In the 1970s and '80s, back to school for most Catholic children no longer meant parish school but public school.

In the past 20 years, families have become increasingly dissatisfied with what public schools are offering.

Today's parents often feel forced to choose between public schools that were ineffective and private schools that were unaffordable. For Catholics with large families, it is worse. The home schooling movement has grown as many parents discovered that the only way to provide a sound education is to do it themselves.

But in inner-city neighborhoods, where poverty and single parent rates are high, home schooling is often impossible - and public schools are much worse.

Classrooms are often high-stress exercises in controlling society's roughest characters in humanity's most undisciplined age groups. Students with the best intentions can easily come under the influence of peers who value 1,000 things above their education.

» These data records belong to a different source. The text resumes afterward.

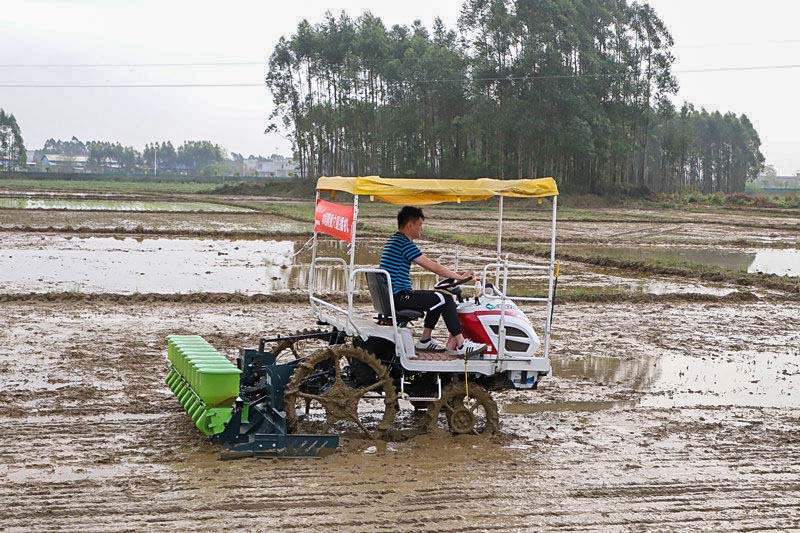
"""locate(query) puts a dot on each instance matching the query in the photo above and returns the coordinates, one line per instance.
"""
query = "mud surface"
(683, 414)
(92, 438)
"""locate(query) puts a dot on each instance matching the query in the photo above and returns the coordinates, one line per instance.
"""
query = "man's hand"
(465, 274)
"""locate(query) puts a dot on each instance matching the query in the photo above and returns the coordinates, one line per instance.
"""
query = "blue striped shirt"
(398, 253)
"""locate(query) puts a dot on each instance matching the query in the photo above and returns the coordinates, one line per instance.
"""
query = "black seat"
(379, 291)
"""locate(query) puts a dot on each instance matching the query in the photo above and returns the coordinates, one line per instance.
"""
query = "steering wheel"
(450, 283)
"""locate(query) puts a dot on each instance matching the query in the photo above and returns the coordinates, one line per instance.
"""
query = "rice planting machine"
(295, 394)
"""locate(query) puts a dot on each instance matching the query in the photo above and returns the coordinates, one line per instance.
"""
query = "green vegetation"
(790, 201)
(12, 147)
(192, 156)
(106, 186)
(572, 89)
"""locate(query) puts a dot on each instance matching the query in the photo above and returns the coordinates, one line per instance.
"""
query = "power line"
(131, 65)
(123, 85)
(43, 85)
(721, 45)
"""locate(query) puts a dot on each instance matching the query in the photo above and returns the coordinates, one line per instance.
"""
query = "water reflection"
(765, 261)
(679, 380)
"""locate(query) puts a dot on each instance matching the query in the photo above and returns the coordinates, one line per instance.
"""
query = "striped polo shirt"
(398, 253)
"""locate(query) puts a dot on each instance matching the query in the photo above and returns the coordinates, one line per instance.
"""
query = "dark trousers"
(434, 304)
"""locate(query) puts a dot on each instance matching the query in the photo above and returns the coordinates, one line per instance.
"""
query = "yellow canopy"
(427, 191)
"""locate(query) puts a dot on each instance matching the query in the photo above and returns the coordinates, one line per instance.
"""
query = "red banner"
(334, 219)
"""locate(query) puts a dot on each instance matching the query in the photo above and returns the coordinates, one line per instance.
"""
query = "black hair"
(407, 214)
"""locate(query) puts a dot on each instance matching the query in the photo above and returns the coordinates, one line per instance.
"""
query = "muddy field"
(668, 415)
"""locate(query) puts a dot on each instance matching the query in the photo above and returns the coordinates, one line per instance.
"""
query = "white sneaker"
(468, 349)
(428, 346)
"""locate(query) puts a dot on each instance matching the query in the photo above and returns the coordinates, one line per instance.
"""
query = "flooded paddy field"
(677, 415)
(614, 440)
(122, 264)
(169, 223)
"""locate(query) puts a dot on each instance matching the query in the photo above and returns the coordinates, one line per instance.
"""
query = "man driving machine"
(398, 254)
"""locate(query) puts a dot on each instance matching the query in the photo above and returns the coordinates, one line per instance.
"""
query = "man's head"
(409, 221)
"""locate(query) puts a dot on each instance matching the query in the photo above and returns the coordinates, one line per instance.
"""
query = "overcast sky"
(708, 34)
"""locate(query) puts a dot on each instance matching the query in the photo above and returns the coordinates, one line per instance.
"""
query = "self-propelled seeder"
(268, 405)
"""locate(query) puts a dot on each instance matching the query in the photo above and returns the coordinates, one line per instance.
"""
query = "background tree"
(576, 89)
(12, 146)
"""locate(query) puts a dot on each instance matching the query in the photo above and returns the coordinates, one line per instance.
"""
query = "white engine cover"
(520, 338)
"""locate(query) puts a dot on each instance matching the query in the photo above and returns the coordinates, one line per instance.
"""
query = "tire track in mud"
(100, 453)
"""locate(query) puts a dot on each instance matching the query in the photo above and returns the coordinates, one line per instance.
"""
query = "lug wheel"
(476, 414)
(333, 399)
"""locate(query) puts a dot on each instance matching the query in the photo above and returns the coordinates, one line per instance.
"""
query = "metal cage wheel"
(476, 414)
(324, 380)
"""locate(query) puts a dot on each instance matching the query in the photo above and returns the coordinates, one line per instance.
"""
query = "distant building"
(269, 167)
(64, 163)
(32, 158)
(107, 164)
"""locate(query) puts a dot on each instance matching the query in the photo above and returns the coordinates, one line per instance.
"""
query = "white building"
(64, 163)
(272, 166)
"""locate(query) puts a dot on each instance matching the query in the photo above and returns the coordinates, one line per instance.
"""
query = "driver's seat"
(379, 291)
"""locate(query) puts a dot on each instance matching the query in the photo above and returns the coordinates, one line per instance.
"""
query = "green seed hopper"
(239, 406)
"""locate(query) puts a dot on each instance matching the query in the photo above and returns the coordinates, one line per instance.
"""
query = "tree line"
(189, 156)
(576, 89)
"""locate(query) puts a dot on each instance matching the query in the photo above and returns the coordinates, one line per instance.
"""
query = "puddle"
(765, 261)
(116, 205)
(124, 265)
(780, 262)
(677, 380)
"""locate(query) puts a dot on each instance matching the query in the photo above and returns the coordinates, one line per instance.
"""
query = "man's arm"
(440, 270)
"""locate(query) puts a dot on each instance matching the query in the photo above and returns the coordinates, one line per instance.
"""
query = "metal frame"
(501, 265)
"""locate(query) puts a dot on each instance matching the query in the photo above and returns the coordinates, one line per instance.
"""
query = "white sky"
(708, 34)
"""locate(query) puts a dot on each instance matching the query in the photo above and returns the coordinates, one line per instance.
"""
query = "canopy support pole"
(552, 275)
(499, 244)
(350, 275)
(312, 271)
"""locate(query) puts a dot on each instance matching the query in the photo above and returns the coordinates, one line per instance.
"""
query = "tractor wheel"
(324, 381)
(476, 414)
(290, 350)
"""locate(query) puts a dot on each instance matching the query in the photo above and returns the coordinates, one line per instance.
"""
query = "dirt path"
(91, 438)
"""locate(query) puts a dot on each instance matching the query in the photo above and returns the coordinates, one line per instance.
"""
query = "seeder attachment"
(204, 381)
(239, 406)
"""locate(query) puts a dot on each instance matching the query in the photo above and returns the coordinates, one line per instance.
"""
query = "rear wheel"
(332, 399)
(465, 410)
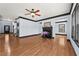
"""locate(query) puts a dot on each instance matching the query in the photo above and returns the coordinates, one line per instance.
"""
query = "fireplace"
(6, 28)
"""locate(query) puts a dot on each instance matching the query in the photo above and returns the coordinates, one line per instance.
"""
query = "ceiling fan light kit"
(33, 13)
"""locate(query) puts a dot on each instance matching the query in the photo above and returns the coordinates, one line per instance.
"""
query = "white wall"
(27, 27)
(56, 25)
(76, 48)
(5, 22)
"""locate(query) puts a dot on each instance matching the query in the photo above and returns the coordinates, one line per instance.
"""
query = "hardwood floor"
(35, 46)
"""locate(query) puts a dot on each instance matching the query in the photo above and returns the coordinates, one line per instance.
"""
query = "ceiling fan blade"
(38, 14)
(28, 14)
(37, 11)
(28, 10)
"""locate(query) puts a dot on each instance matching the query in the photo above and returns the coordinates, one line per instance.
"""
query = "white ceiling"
(13, 10)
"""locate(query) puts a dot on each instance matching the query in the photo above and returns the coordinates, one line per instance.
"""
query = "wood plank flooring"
(34, 46)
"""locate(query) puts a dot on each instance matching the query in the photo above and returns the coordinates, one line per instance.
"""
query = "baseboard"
(61, 34)
(30, 35)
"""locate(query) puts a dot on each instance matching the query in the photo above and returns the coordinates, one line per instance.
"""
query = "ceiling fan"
(33, 12)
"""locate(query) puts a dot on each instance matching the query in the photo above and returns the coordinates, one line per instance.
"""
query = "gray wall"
(5, 22)
(27, 27)
(56, 25)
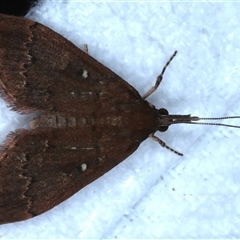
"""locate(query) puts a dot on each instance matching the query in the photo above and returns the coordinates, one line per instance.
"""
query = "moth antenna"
(159, 78)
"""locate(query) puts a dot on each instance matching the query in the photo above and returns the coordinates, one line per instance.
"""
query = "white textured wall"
(155, 193)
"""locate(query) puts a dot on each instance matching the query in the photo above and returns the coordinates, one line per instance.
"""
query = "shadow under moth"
(91, 119)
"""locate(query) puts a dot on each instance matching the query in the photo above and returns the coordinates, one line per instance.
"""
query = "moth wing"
(41, 70)
(41, 168)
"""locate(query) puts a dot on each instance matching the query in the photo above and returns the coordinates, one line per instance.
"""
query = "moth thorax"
(53, 120)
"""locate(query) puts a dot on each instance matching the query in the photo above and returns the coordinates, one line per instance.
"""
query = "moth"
(91, 119)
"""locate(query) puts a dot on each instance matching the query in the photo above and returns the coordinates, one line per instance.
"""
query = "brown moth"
(91, 119)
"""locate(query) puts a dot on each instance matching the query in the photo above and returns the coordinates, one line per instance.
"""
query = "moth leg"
(163, 144)
(159, 78)
(85, 48)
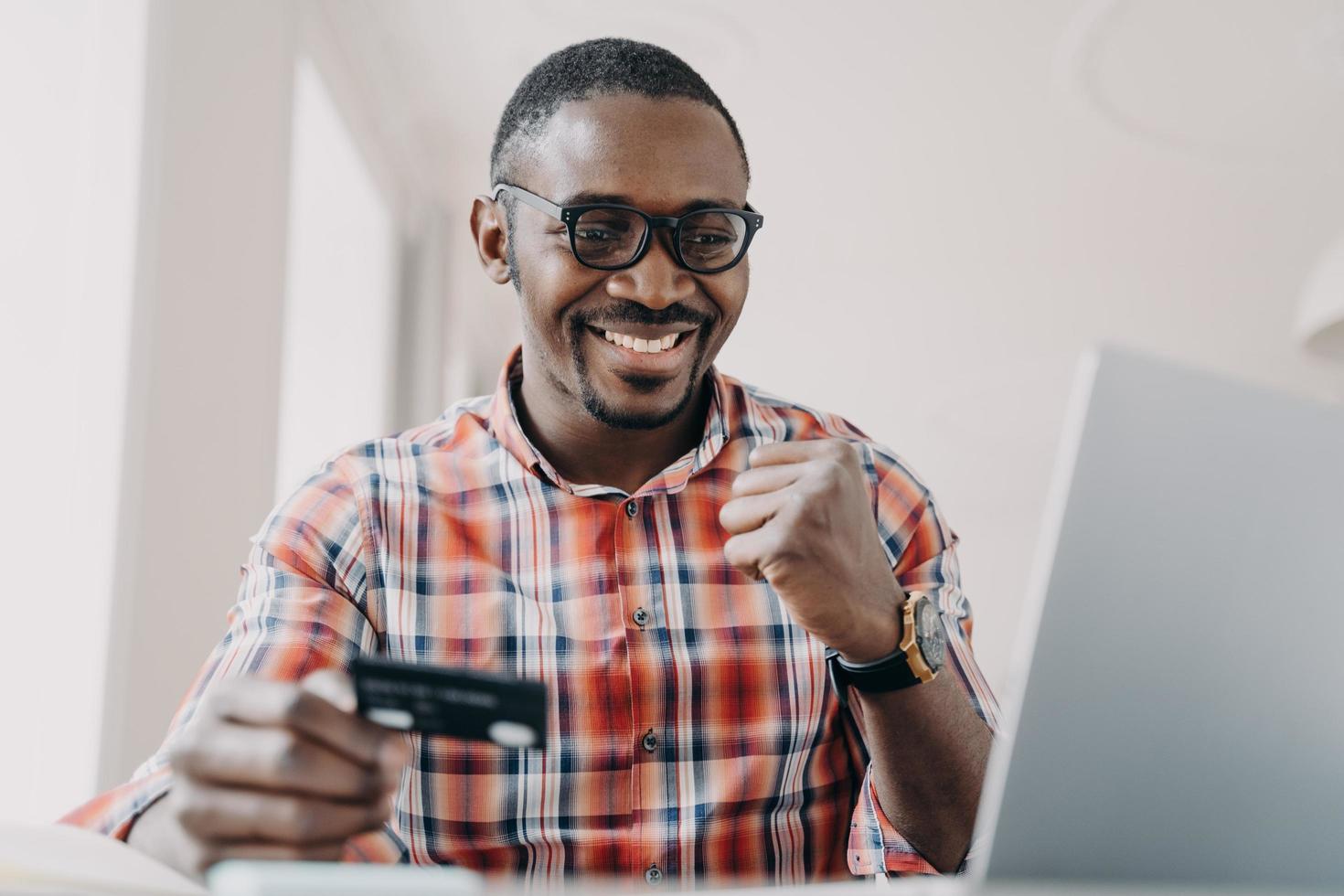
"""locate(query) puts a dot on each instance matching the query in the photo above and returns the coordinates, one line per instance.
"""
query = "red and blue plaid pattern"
(691, 721)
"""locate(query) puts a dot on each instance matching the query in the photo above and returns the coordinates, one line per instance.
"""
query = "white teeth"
(643, 346)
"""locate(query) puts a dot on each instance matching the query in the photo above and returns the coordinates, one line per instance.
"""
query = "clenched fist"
(273, 770)
(801, 518)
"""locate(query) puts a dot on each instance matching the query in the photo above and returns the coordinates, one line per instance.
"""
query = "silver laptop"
(1176, 704)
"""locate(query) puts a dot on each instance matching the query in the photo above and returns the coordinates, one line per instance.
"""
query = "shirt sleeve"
(923, 551)
(303, 604)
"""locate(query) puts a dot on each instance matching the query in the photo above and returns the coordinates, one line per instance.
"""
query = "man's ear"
(491, 232)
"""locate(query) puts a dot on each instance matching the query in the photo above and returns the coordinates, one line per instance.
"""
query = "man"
(671, 551)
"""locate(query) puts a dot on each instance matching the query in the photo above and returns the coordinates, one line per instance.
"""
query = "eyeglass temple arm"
(531, 199)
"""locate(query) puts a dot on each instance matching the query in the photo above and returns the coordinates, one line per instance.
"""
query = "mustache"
(636, 314)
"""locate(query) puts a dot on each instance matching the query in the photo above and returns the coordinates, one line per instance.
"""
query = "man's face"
(664, 157)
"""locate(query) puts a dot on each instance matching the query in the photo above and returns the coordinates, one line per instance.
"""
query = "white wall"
(945, 220)
(203, 392)
(337, 357)
(71, 80)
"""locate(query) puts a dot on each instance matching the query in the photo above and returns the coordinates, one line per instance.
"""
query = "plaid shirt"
(691, 720)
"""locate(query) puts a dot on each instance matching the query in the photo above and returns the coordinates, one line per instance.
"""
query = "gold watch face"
(929, 635)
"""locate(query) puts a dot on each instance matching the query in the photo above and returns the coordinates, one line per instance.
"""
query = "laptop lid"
(1178, 713)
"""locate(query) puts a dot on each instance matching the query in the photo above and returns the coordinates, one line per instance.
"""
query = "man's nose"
(656, 281)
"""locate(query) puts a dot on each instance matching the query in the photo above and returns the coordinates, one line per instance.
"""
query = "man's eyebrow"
(618, 199)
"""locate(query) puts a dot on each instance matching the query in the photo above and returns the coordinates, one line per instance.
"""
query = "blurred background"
(234, 238)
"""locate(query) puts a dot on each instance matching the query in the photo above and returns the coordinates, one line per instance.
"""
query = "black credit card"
(433, 700)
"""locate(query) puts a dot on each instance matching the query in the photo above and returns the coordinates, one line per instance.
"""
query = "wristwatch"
(917, 658)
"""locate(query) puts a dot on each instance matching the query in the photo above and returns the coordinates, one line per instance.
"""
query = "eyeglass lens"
(612, 237)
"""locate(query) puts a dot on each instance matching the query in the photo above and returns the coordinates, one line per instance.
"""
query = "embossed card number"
(432, 700)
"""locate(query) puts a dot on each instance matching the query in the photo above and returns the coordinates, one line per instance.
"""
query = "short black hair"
(601, 68)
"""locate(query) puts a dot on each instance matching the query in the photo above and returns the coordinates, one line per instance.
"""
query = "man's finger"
(277, 759)
(768, 478)
(800, 452)
(228, 815)
(752, 511)
(748, 552)
(273, 703)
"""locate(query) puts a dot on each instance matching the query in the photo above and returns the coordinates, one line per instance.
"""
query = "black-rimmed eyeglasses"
(611, 237)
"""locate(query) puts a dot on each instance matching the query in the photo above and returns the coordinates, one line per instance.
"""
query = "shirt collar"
(507, 430)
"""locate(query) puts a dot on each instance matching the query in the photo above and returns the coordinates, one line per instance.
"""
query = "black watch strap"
(890, 673)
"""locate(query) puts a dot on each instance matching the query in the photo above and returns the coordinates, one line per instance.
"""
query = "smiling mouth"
(655, 351)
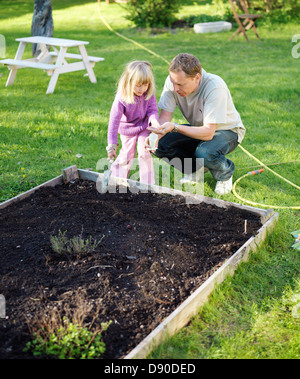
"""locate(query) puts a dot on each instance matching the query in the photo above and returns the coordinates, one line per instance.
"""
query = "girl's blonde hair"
(136, 72)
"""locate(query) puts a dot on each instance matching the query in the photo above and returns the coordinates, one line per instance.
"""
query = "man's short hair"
(187, 63)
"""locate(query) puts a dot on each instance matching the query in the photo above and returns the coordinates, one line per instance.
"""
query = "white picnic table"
(54, 61)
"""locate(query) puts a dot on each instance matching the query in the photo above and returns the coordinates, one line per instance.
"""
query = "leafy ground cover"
(252, 314)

Meanwhile, in the school-voucher movement, a bright spot briefly flickered for poor parents, only to be snuffed out. School-voucher programs were conceived to give poor families access to some of the piles of taxpayer money confiscated for education.

Some of the biggest battles over vouchers were fought in Florida, after Jeb Bush became governor in 1999. His Opportunity Scholarship Program would give families a tuition credit to help them attend private schools.

But, in a fight that pitted powerful teacher unions against poverty-level parents who want a chance to help their children get a better education, the Democratic Party was firmly and immovably on the side of the teacher unions. That meant black politicians were, too.

Respected political activist U.S. Rep. Carrie Meek, D-Fla., has always been against vouchers, arguing that federal money should be spent improving schools.

But Meek is older now, and in a reflective mood. Earlier this month, she told the St. Petersburg Times, "I spent a great part of my life trying to strengthen minority children and minority families. To get a scholarship like this would be very helpful to some of these children."

Meek's support is crucial to pro-voucher forces in Florida. Florida lawmaker Terry Fields is another black Democrat who has opposed vouchers throughout his career.

Until last year.

Meek's support may be "the catalyst ... to start a dialogue," he said. He points to Duval County where "there are 11 'F' schools, and all 11 of those 'F' schools are in the African-American community."

He said it's time to "get out of our comfortable boxes and do what's best for our kids."

Meek and Fields are part of a growing trend in Florida.

State Rep. Betty Reed and other black lawmakers backed a pro-vouchers bill.

State Sen. Al Lawson expects more black politicians to begin backing vouchers. The black community is frustrated by extremely low graduation rates among black students and black ministers are now more likely to promote vouchers.

"Lawson himself voted against establishment of the tax-credit voucher in 2001," said the St. Petersburg Times, "But in 2006 he was the lone black senator to vote for the voucher amendment and in the spring, he spoke in front of thousands of minority kids and parents at a pro-voucher rally in Tallahassee."

Vouchers are still a long way off - even in Florida. In 2006, the state senate failed by a single vote to put a constitutional amendment on the ballot aimed at protecting vouchers after the Florida Supreme Court found them unconstitutional.

But it is telling that, after Hurricane Katrina displaced students on the Gulf Coast, the federal government now operates the largest voucher program in the United States.

Black lawmakers in Florida are starting to recognize that inner city schools have become a disaster as destructive as Katrina. We hope the rest of America will rally around them some day soon.